Supreme court to rule on lawsuits against price fixing Add to ...

Canadian consumers will learn on Thursday whether they can fight price-fixing conspiracies by launching class-action lawsuits against manufacturers.

The Supreme Court of Canada is to rule on a trio of cases involving computer software, hardware and soft drinks. The principle at the heart of the three cases is whether “indirect purchasers” such as consumers can join class actions in alleged price-fixing cases – for instance, when they buy a computer with pre-installed software from Microsoft, where the direct purchaser of the software is an electronics company such as Dell or Hewlett-Packard.

Vancouver lawyer J.J. Camp said such overcharges are almost always passed on to consumers, who should therefore be able to recover damages. “The foremost issue is whether consumers have a cause of action for the overprices they’ve absorbed,” he said in an interview.

“We’re just the poor schlemiels who suffered the overcharge for Microsoft’s overpricing of their software.” His firm Camp Fiorante Matthews is representing British Columbia consumers and a company called Pro-Sys Consultants Ltd. who allege that Microsoft improperly drove up software prices. (The allegations have not been proven in a Canadian court.)

He added that, while authorities in the United States have aggressively prosecuted price-fixing cases, forcing companies to pay fines worth hundreds of millions of dollars, Canada’s Competition Bureau has not been very active, and the class-action lawsuits are an important deterrent to collusion. “We’ve got to stop that kind of conduct.”

The Supreme Court’s rulings will have wide importance, as cases involving cathode-ray tubes, auto parts and cooling compressors, may depend on them. “The decision one way or the other will unblock a whole bunch of class actions that are waiting,” Toronto lawyer Michael Osborne said.

A key question for the Supreme Court hinges on the so-called “pass-on” issue. It is settled law that those who engage in price-fixing cannot defend themselves by saying that whoever is suing them passed on the costs to someone else.

The B..C Court of Appeal said in a 2-1 ruling that consumers do not have the right to join class-action lawsuits as indirect purchasers. “If the law does not recognize pass-through as a defence to a claim, logically the law cannot recognize pass-through as the basis for a claim,” lawyers Michael Brown and Michael Kotrly said in a written analysis of the Microsoft case and a second one from B.C. involving the maker of high-fructose corn syrup for pop.

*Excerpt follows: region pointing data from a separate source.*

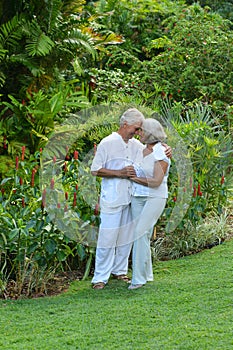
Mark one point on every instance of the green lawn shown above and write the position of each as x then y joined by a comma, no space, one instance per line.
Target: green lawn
188,306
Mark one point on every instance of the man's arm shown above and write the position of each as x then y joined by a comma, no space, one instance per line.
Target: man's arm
124,173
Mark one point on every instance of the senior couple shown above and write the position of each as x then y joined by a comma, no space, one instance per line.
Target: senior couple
133,197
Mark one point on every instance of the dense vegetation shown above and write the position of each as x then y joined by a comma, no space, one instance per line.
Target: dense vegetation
67,71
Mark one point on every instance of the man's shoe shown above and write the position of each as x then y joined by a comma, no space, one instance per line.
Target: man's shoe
135,286
98,285
124,278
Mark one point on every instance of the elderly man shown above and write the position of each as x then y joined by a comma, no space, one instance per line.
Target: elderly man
113,162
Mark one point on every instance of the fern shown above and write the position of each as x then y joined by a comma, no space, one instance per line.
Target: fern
77,39
28,63
38,44
10,32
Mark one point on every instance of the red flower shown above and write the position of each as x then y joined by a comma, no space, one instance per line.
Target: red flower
52,184
75,155
43,198
33,177
4,143
75,199
194,191
65,167
23,152
16,162
191,182
96,210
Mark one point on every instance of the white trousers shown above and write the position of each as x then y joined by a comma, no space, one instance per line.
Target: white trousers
146,211
114,244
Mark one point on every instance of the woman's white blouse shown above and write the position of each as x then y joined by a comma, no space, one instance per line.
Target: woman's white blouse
145,168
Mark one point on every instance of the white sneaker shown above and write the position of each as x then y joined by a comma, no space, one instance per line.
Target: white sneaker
135,286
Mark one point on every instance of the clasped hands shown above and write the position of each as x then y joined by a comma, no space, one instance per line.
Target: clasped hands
128,172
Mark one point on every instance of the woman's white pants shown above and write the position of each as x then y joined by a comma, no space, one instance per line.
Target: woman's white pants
114,244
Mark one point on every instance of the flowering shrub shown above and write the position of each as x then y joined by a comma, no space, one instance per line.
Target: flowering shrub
32,245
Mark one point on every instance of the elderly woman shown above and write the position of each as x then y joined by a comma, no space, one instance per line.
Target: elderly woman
149,198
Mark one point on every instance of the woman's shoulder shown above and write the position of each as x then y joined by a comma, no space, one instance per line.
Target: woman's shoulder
159,152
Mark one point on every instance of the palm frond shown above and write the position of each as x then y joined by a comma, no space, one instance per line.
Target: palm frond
31,65
54,12
38,44
77,40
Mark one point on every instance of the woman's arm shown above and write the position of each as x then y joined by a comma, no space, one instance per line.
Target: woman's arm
160,169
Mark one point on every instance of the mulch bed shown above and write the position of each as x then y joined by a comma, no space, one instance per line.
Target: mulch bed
58,284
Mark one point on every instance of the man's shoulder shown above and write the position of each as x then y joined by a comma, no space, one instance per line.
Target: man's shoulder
113,136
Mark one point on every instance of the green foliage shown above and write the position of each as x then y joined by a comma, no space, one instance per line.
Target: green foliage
209,149
33,245
193,60
184,296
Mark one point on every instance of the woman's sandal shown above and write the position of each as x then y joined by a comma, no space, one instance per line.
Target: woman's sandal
98,285
124,278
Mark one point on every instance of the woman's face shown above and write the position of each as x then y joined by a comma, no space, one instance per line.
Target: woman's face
141,134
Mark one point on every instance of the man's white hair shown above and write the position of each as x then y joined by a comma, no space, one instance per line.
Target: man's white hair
131,116
153,131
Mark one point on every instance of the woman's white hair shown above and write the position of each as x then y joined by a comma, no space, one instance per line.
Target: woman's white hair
131,116
153,131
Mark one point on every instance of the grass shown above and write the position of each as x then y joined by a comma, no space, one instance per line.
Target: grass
188,306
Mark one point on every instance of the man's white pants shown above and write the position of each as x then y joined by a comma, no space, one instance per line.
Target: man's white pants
146,212
114,244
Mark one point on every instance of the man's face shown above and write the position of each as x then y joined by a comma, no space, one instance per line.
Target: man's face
133,129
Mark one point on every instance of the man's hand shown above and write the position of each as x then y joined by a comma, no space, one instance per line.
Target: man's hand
168,150
128,172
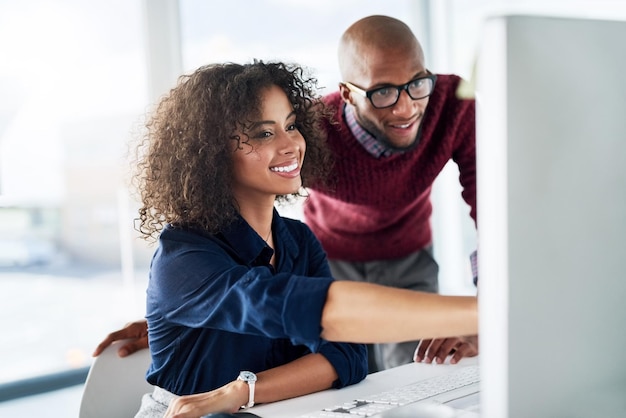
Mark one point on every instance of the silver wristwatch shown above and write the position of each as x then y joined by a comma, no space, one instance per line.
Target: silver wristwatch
250,379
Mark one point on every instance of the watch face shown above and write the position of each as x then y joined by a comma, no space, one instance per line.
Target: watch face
247,376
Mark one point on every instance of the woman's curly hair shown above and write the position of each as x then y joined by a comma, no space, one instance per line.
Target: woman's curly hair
184,157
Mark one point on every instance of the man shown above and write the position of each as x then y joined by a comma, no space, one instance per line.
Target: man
397,127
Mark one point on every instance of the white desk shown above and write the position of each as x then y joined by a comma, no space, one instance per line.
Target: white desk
373,383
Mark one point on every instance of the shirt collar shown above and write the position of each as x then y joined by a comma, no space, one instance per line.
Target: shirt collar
367,140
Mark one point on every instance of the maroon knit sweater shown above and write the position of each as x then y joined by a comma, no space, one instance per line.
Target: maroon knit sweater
380,209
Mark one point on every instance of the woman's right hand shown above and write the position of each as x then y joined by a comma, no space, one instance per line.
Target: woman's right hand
137,334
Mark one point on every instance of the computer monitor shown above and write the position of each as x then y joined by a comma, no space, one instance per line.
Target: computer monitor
551,155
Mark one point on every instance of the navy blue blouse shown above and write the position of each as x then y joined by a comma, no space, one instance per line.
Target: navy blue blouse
215,306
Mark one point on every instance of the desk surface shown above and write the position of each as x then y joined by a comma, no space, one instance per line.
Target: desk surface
373,383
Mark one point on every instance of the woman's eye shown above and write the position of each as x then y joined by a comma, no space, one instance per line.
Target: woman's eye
263,135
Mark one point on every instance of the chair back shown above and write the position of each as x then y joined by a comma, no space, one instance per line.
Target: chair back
115,385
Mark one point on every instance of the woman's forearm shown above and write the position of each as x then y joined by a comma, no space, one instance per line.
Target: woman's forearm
369,313
308,374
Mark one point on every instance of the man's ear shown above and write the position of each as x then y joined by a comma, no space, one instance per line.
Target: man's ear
344,91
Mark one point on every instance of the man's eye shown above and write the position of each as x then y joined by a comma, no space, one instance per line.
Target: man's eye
263,135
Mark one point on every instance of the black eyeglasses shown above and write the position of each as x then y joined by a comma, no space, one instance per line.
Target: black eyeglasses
387,96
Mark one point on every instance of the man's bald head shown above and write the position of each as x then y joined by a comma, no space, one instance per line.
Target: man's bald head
374,34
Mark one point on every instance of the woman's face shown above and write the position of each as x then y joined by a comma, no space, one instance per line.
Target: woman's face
270,153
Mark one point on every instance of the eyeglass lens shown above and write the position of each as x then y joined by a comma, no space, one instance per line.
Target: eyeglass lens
388,96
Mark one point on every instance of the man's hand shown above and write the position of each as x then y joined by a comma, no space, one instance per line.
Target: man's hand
137,334
228,398
439,349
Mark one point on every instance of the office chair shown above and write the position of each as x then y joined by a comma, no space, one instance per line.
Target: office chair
115,385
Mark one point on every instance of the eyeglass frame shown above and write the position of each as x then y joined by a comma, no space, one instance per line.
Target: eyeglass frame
368,93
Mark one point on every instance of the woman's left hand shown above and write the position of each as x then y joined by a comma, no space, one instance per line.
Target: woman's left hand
228,398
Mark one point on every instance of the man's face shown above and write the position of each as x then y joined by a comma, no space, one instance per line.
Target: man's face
398,124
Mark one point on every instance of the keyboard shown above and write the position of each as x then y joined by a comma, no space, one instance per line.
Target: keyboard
402,395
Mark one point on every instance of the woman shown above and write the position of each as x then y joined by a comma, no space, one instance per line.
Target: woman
233,286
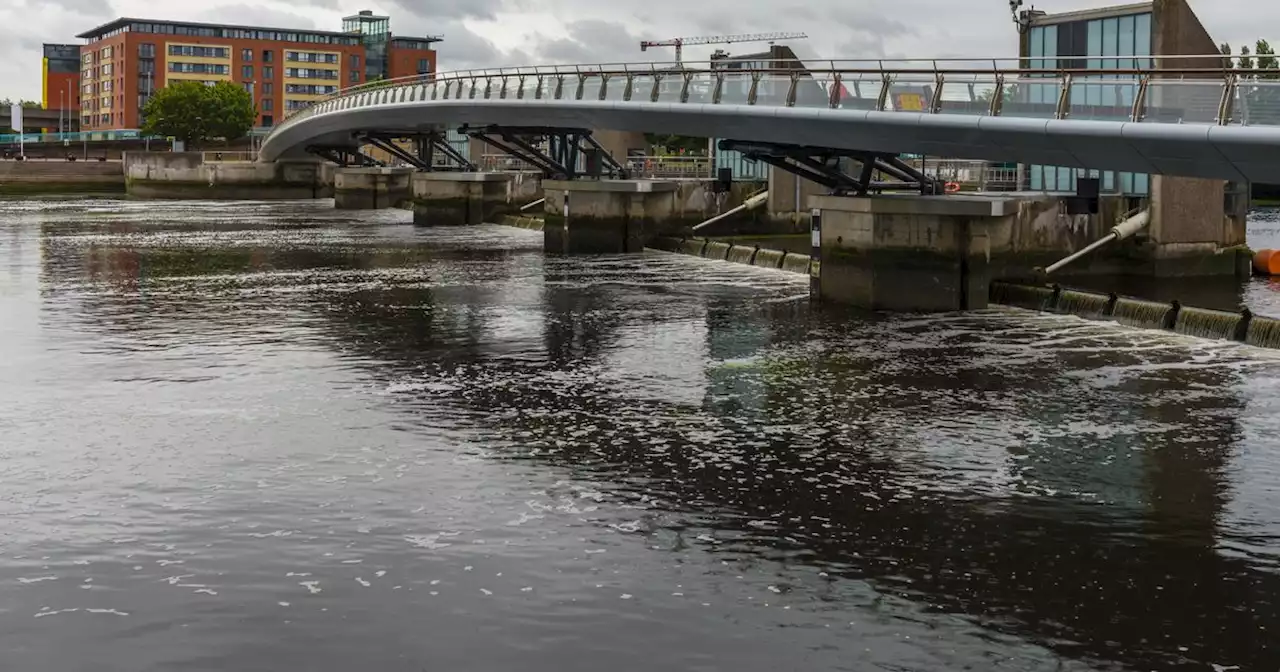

Mr. Camp called the B.C. court’s pass-on argument a “cockamamie reason,” and said the Competition Act provides that any person who has suffered a loss may recover it.

Mr. Osborne said the three cases at the Supreme Court involve a collision of “bedrock principles:” “We have a bedrock principle that says that anyone who has suffered a loss is entitled to recover that loss. We have another bedrock principle that says we don’t make defendants pay twice. We have another bedrock principle that says no one will force you to be in a class action. And we don’t allow passing-on as a defence. The court has to choose.”

The Quebec Court of Appeal expressly rejected the B.C. Court’s argument in ruling unanimously that consumers do have the right to join class-action suits as indirect purchasers. The Quebec case involves consumers who challenged the manufacturer of a semiconductor memory product known as DRAM, found in most electronic devices.